Detect trees (newick) with specific topology
3
1
Entering edit mode
4.7 years ago
ibasan ▴ 40

Dear community, i have trees (<3000) in newick format with four species like this example:

((Spec4:0.529207,(Spec3:0.0803395,Spec2:0.0124315)),Spec1:0,Spec1:0);


I am only interested to detect the trees in which two species are clustering together, like in the example Spec3 and Spec2. Is it possible to do that with a simple script or does anybody knows a software (tried phybin, ete3 compare already). I will be grateful if you someone could help.

tree clustering compare topology • 1.9k views
1
Entering edit mode

Not aware of tool to subset trees based on topology. Yes, a script/regex could help.

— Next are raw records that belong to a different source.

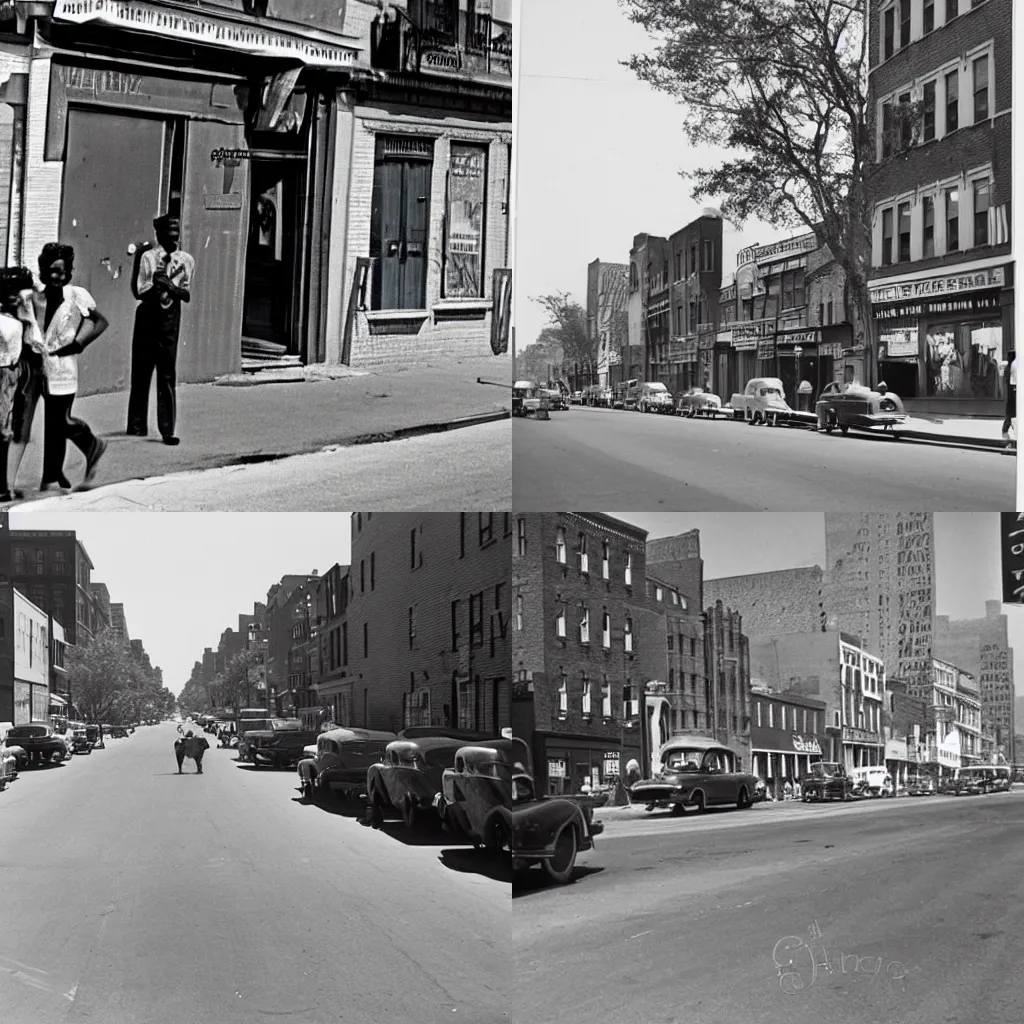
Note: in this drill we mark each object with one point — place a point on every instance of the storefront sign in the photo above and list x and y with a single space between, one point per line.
967 304
900 342
951 285
196 27
1012 541
806 744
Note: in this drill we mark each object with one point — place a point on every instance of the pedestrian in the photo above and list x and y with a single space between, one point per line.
15 308
70 322
1011 382
161 281
196 747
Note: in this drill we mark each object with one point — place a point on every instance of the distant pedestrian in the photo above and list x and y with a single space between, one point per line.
161 281
69 322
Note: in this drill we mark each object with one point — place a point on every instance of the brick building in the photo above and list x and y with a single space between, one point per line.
606 320
587 640
880 585
427 619
787 735
942 281
981 646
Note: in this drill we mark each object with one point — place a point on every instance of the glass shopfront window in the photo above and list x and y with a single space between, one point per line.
963 359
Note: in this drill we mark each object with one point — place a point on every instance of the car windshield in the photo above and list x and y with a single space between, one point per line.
683 760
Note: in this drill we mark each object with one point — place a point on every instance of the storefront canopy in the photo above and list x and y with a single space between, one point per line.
243 34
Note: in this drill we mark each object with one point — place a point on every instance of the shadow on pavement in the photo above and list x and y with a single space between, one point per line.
491 863
535 881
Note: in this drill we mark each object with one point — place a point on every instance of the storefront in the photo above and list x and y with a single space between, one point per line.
217 117
944 338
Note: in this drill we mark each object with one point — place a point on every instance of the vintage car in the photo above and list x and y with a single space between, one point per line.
763 400
825 780
922 785
40 741
281 745
852 407
342 760
488 797
695 772
654 397
406 781
872 780
697 401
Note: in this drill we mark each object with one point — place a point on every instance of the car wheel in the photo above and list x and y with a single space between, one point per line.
559 867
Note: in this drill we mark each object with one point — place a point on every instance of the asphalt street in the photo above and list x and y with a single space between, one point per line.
624 462
910 910
134 895
458 469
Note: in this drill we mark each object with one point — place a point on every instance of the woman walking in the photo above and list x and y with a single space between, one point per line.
70 322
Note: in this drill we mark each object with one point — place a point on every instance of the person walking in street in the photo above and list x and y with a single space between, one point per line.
1011 381
161 281
70 322
14 310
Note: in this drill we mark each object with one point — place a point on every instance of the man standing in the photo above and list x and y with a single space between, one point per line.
161 281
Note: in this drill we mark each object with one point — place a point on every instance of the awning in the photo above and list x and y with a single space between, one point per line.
306 45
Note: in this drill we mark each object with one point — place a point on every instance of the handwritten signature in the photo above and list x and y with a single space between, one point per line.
791 951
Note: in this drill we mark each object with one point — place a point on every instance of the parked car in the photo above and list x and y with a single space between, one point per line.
40 741
281 745
858 409
763 400
342 760
825 780
654 397
922 785
406 781
696 772
873 780
696 401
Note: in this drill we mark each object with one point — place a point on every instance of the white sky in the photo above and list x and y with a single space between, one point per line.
184 577
598 155
967 556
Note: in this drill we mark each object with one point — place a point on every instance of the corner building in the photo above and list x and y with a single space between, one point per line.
427 621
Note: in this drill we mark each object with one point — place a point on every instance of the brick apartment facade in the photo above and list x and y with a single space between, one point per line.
428 616
586 639
942 281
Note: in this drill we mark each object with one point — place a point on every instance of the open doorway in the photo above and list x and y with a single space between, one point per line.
270 311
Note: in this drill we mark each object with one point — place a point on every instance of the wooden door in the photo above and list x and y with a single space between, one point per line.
111 195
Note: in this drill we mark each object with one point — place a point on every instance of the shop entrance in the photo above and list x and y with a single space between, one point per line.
271 311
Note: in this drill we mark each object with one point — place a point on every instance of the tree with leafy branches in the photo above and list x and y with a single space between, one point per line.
781 87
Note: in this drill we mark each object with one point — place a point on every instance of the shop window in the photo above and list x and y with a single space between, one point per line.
464 269
887 238
928 132
903 221
399 228
952 219
963 359
981 89
982 199
928 227
952 101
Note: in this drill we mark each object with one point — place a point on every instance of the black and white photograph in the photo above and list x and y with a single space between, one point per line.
794 217
783 761
258 254
238 787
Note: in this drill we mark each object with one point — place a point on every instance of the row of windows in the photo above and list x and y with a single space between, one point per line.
915 229
905 22
950 97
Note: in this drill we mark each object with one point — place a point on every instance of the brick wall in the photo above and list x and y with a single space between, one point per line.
456 558
773 603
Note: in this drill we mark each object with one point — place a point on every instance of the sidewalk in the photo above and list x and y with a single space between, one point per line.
272 416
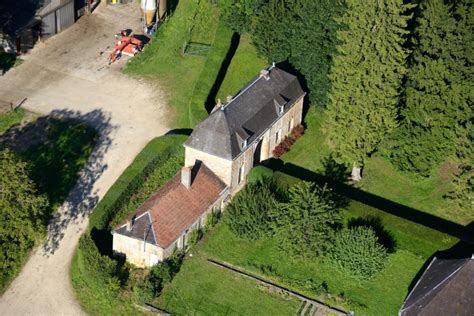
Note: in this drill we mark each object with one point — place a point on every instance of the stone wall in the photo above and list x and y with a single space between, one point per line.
145 255
137 251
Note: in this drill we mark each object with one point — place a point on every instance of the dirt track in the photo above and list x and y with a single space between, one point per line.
69 77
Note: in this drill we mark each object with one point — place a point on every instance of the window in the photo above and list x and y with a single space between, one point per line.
278 137
241 173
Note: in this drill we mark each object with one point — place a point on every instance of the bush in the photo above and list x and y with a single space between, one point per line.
212 220
358 253
305 225
297 131
248 215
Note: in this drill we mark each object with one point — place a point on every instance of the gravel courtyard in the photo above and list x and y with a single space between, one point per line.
68 76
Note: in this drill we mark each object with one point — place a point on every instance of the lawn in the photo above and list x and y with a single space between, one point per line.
381 295
204 289
186 80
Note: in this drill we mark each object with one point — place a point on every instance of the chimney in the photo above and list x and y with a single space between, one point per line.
186 177
130 223
265 74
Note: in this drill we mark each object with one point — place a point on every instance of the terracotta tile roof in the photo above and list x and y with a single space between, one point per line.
174 208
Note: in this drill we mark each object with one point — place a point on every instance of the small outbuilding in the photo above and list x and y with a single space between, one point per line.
219 154
445 288
163 223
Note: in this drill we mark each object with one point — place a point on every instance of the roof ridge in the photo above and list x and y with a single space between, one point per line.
443 281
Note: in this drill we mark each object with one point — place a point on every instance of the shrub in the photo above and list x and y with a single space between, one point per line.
248 215
357 252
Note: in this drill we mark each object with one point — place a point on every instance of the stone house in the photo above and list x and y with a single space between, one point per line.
219 154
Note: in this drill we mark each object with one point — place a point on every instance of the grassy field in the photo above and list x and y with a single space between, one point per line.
11 118
382 295
204 289
245 65
186 80
380 177
55 151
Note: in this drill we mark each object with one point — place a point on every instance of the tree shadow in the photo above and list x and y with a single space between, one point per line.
78 198
211 98
385 237
465 233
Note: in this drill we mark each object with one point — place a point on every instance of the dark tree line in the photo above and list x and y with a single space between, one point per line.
393 77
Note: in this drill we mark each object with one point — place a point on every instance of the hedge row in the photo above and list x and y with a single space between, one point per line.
155 153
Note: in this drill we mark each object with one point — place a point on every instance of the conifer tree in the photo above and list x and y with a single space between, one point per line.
437 115
366 78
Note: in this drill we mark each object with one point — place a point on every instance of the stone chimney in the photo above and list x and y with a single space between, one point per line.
265 74
186 177
130 223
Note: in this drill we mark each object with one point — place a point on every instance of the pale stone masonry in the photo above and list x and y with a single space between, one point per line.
244 131
219 154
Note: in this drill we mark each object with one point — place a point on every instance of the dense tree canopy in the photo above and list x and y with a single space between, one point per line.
437 115
366 78
302 32
22 212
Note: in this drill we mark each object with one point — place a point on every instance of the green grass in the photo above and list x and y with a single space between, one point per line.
204 289
56 163
245 65
185 80
10 119
380 177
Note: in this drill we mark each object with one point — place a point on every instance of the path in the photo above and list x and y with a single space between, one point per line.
68 76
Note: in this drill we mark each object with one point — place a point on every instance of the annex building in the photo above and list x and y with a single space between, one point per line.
219 154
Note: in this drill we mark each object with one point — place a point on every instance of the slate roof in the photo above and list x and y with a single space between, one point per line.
445 288
174 208
255 108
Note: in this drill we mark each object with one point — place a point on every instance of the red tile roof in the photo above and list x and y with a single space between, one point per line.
174 208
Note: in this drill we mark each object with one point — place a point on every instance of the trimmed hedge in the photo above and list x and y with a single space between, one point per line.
105 285
155 153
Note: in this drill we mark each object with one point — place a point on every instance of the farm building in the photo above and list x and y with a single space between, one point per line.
219 154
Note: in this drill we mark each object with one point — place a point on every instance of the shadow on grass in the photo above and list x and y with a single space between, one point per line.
211 98
65 152
465 233
385 237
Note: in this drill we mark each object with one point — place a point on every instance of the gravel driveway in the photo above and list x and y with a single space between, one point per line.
68 76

I am wondering if you have the images of the trees? If you do, may be it's interesting to try deep learning / computer vision-based approach here?

1
Entering edit mode

Dear Khader Shameer, atm i don't have the images of the trees (but could get them). Thanks for your reply.

2
Entering edit mode
4.7 years ago
Joe 19k

I think this might work, but it's a sort of 'brute force' way to do it. I would maybe re-factor your trees to cladograms and remove the branch lengths via a regex for the branch length and colon (in whatever your favourite regex language is), then you could simply grep or string search in some other manner for (Spec3,Spec2) and you'll find all trees which contain that grouping pretty easily.

e.g.: Remove decimals, sole zeros and colons from the file (probably not the most elegant regex):

((Spec4:0.529207,(Spec3:0.0803395,Spec2:0.0124315)),Spec1:0,Spec1:0);


One could do:

cat test.tree | sed -e 's/[0-9]*\.[0-9]*//g' -e 's/0//g' -e 's/://g'


Yeilding:

 ((Spec4,(Spec3,Spec2)),Spec1,Spec1);


Then you can string search your yielded trees:

egrep -r -l "Spec(2|3),Spec(2|3)" .


Will give you all the filenames where Species 3 and Species 2 are adjacent nodes (in either orientation).

If you want to keep branch length in your trees as you're not just interested in topology, you could concoct a regex for use with grep:

egrep "Spec(2|3):(0?|[0-9]+\.[0-9]+),Spec(2|3):(0?|[0-9]+\.[0-9]+)" treefile.tree


But having to conjure that regex for every possible combination of topologies looks awful to me, so I'd be inclined to try it without the branch lengths.

I don't know how many topologies you're interested in finding in all your trees - this approach may not be feasible if it's a prohibitively large number.

Slightly more complex, if you'd like to see the match, and the file name, this is an option:

2 example sed-treated trees:

((Spec4,(Spec5,Spec6)),Spec2,Spec3);
((Spec4,(Spec3,Spec2)),Spec1,Spec1);


Passing a 'dummy filename' in the form of dev/null tricks grep in to printing the filename (as it thinks it's working on multiple files) and the actual match itself by default:

for file in *.tree ; do egrep "Spec(2|3),Spec(2|3)" "\$file" /dev/null ; done


Would yeild:

sed2.tree:((Spec4,(Spec5,Spec6)),Spec2,Spec3);
sed.tree:((Spec4,(Spec3,Spec2)),Spec1,Spec1);


With the appropriate string matches highlighted (if your terminal is configured for it).

1
Entering edit mode

Dear jrj.healey, due to the fact that i'm not interested in keeping the branch lengths your idea is exactly what i need. Thanks a lot!

0
Entering edit mode
4.7 years ago

Check if the species of interest are direct children of their common ancestor or simply count the number of children species of their common ancestor. This should be possible with most software with tree traversal capabilities. For example, the R phylobase package has the ancestor() and children() functions.

0
Entering edit mode

Dear Jean-Karim Heriche, i will have a look at the R phylobase package. Thanks!

0
Entering edit mode
4.7 years ago
Juke34 ★ 6.4k

I know one tool to do so, it's really powerful but it's in Prolog: bmcbioinformatics.biomedcentral.com/articles/10.1186/1471-2105-10-298

Maybe the paper cites other tools.

0
Entering edit mode

Thanks for the link Juke-34. I will have alook at it!